When we read in those care notes that Dad has been raging – hurting himself and his carers, hitting out, shouting – it distresses us, of course. The care home staff take it in their stride (‘bless him’, they say as they recount the latest incident). They have a repertoire of things to try – bring in a new face, try to distract – but with the prime aim to prevent harm (to him or to them). Medication is part of this repertoire, and whilst the image of care home residents being doped into placidity is deeply troubling, the impression we have is that when the medication is working Dad can be more himself, not at the mercy of his frustration and anger, his distress eased, at least for a while so that he can enjoy his food, and chatting to the carers or to visitors.

I thought the other day of Dylan Thomas’s most famous poem, ‘Do Not Go Gentle’. I’ve always thought that the dying of the light is death, and the raging is heroic, courage in the face of the inevitable. But as I get older, my feelings about that have changed. To rage against the very idea of mortality is irrational but at the same time profoundly human – death makes no sense, that someone can be totally there and then in a moment totally, irrevocably not there. And we so often use the language of war when talking about terminal illness – so and so died ‘after a long battle with cancer’. To fight to hang on to life for as long as possible, to be with the people we love for as long as possible is, again, profoundly human. But it is also human to seek the most peaceful path, to, as a friend with terminal cancer once put it, negotiate with mortality, in order that the time remaining can be spent as richly as possible, without expending all of one’s energy in a battle against an unbeatable enemy. She found ways to enjoy those last months of life, spending as much time as possible in the countryside she loved and with the people she loved, refusing to waste that precious time on things that brought her no joy, or brought her additional pain. That isn’t always possible, but I found her approach inspiring.

Dementia is a kind of long, drawn out death, as the person is engulfed and extinguished, not all at once but little by little.

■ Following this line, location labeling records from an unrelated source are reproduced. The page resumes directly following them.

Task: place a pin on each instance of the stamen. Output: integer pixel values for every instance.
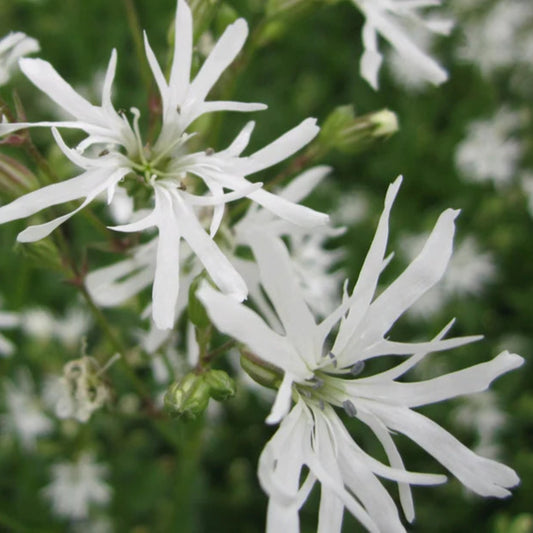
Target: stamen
(357, 368)
(317, 383)
(333, 358)
(349, 408)
(136, 116)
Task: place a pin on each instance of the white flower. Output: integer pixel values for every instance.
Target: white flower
(489, 151)
(79, 391)
(314, 263)
(469, 272)
(12, 47)
(319, 378)
(526, 182)
(500, 38)
(171, 174)
(77, 485)
(393, 19)
(25, 416)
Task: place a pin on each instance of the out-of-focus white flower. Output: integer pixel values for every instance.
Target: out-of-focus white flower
(76, 486)
(68, 329)
(527, 186)
(480, 413)
(80, 391)
(12, 47)
(171, 174)
(469, 271)
(7, 321)
(393, 20)
(319, 378)
(499, 38)
(407, 74)
(315, 264)
(25, 417)
(489, 151)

Wendy Mitchell talked of ‘playing games with this adversary of mine to try and stay one step ahead’, and she did this for as long as she could, making her decision when she realised that it would soon be impossible, and taking that one last step before the disease could take it for her. For Dad, the time for attempting to outwit his dementia is long gone, and he is effectively at its mercy. There’s nothing for him to fight, and the more he fights the more he loses.

Reading the poem again now, I think of Dad’s raging, against the loss of dignity, the loss of control over where he is and what happens to him, against the loss – even if he can no longer articulate it – of the things that made him him, against the slow dying of the light. Even into his nineties, and even after his diagnosis, he talked about his ‘purpose’, questioning what it was now, how he could rediscover it. We felt, though it would not have helped to say, and he would never have accepted, that his purpose now could surely be to rest from all that striving, from leading, from driving forward. That’s gone now, except for an occasional echo in one of his circular monologues, but its loss is part of what he is so viscerally resisting.

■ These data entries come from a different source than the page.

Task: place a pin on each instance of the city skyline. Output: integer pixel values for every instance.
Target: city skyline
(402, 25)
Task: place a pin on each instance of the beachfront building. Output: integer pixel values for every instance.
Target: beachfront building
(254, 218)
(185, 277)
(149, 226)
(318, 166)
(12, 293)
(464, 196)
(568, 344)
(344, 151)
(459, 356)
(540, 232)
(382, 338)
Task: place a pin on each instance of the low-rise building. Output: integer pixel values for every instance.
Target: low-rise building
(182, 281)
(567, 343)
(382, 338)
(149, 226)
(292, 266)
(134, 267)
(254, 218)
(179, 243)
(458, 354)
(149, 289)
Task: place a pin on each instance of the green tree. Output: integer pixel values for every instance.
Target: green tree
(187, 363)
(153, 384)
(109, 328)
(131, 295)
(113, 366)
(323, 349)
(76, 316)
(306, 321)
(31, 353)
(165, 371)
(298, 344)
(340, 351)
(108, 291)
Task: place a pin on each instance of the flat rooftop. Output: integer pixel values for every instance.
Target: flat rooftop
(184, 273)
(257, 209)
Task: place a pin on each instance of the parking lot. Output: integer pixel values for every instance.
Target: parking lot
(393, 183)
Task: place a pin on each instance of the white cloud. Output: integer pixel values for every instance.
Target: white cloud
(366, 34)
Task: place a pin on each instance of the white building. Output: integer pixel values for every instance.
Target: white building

We understand his rage, we really do. Ah, but we cannot truly wish for his last months or years to be spent burning and raving at close of day. Please, Dad, go gentle.

Do not go gentle into that good night,
Old age should burn and rave at close of day;
Rage, rage against the dying of the light.

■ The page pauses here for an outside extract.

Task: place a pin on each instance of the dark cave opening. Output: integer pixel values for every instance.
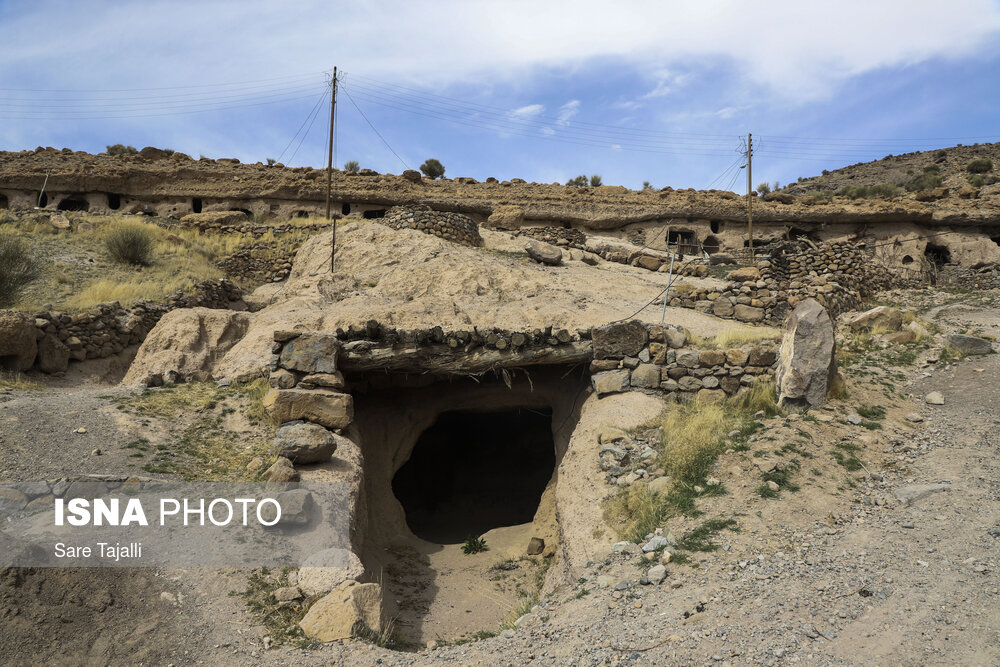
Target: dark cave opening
(471, 472)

Though wise men at their end know dark is right,
Because their words had forked no lightning they
Do not go gentle into that good night.

Good men, the last wave by, crying how bright
Their frail deeds might have danced in a green bay,
Rage, rage against the dying of the light.

Wild men who caught and sang the sun in flight,
And learn, too late, they grieved it on its way,
Do not go gentle into that good night.

Grave men, near death, who see with blinding sight
Blind eyes could blaze like meteors and be gay,
Rage, rage against the dying of the light.

And you, my father, there on the sad height,
Curse, bless, me now with your fierce tears, I pray.
Do not go gentle into that good night.
Rage, rage against the dying of the light.